If a place has too little rainfall or unreliable rainfall people may not have safe water to drink or enough water for farming and industry, which affects food security and the ability to make money. In extreme cases droughts can cause crop failure, leading to famine and starvation.

Drought affects the ability to trade crops, but it also affects health as people are weaker, and therefore less productive. The Sahel region of Africa often suffers from droughts, limiting its development. On the flip side, some countries experience severe flood events, such as those in SE Asia which have a monsoon season, which destroy crops and property, and can deter tourists from visiting for several months, lowering income.

Temperature is also an issue - if it is too hot or too cold this means that there is a lack of food that can be grown which affects trade and food security.

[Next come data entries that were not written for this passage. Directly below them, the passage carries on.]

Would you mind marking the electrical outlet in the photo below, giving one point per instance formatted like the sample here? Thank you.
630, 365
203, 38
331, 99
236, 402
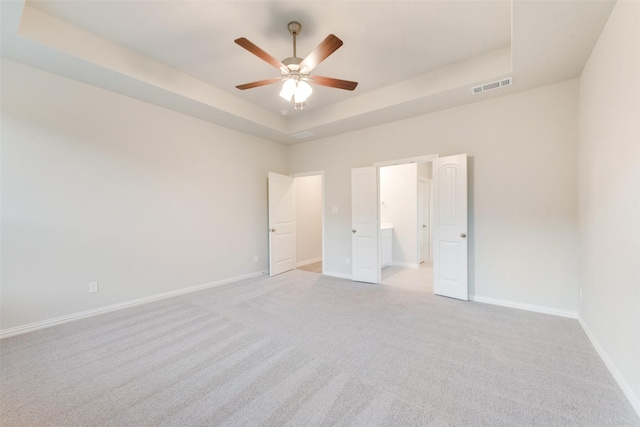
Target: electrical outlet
93, 287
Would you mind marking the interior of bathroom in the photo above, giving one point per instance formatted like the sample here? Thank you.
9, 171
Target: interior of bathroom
405, 223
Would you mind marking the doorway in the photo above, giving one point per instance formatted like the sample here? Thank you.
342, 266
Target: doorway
296, 222
405, 239
308, 196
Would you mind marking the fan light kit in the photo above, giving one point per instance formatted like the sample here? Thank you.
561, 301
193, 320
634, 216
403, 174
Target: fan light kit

The climate also can lead to pests and diseases - for example, locusts are common in semi-arid regions, which can ravage crops, destroying food supplies and produce that was meant for export (see image below). Whereas in tropical regions pests such as mosquitoes thrive and cause diseases like sleeping sickness and malaria, which can have a devastating impact on the health of people and livestock, meaning that people are less able to work, which affects agricultural and industrial output. In addition, people may be less inclined to visit countries where there is a risk of tropical disease.

And of course there are other outbreaks of disease, not related to climate, that can also affect tourism and investment opportunities, for example the outbreak of Ebola in 2015 had a huge impact in West Africa with borders of some countries actually shutting to contain the outbreak, and more recently Covid 19 stopped travel for a significant period so had a huge impact on tourism reliant LICs.

Natural disasters

Different parts of the world are prone to natural hazards such as droughts, floods, tropical storms or earthquakes. Natural disasters can cause huge amounts of damage to houses, businesses and infrastructure, which affects the economy and takes a long time to recover from.

In 2013 Typhoon Haiyan hit the Philippines, killing 6,300 people and destroying 90% of the city of Tacloban. The typhoon led to flooding and landslides, which blocked roads, and shortages of clean water led to the spread of waterborne diseases, such as cholera and typhoid.

In 2010 Haiti was hit by a devastating magnitude 7.2 earthquake which killed approximately 220,000 people, with much of the city of Port-au-Prince destroyed (see image below). In the days and weeks after people struggled to access food, clean water and emergency medical supplies and thousands died from outbreaks of waterborne diseases. At the time Haiti was (and still is) the poorest country in the western hemisphere, and the Haitian government reported that the earthquake had set development in the country back by 30 years, largely because so much money was needed to fund the recovery and therefore not available for the services vital for a good quality of life.

Relief and drainage

Mountainous areas are hard to develop due to remoteness and inaccessibility, which means it is difficult to develop industry so people are mainly limited to grazing livestock in order to make money. Nepal is a good example of this, although there are many people who make a living through tourism from people trekking the Himalayas.

Drainage networks also affect development - countries with long rivers which are navigable, meaning they can be used by ships, can transport goods and people more easily than countries with shorter rivers or rivers which are difficult to navigate due to rapids or shallow sections. The River Mississippi in the USA drains a third of the country and has been a major factor in the development of farming and industry.

This also links to flood potential - Bangladesh is one of the world's most low-lying countries with 80% of it less than one metre above sea level. It also has three of the world's biggest rivers flowing through and meeting at a huge delta in the Bay of Biscay - the Ganges, the Bramaputra and the Megna, and has snowmelt from the Himalayas. Once the monsoon season is underway Bangladesh experiences widespread severe flooding every year (see image below), leading to outbreaks of disease, crops and livestock being washed away, and disruption to trade.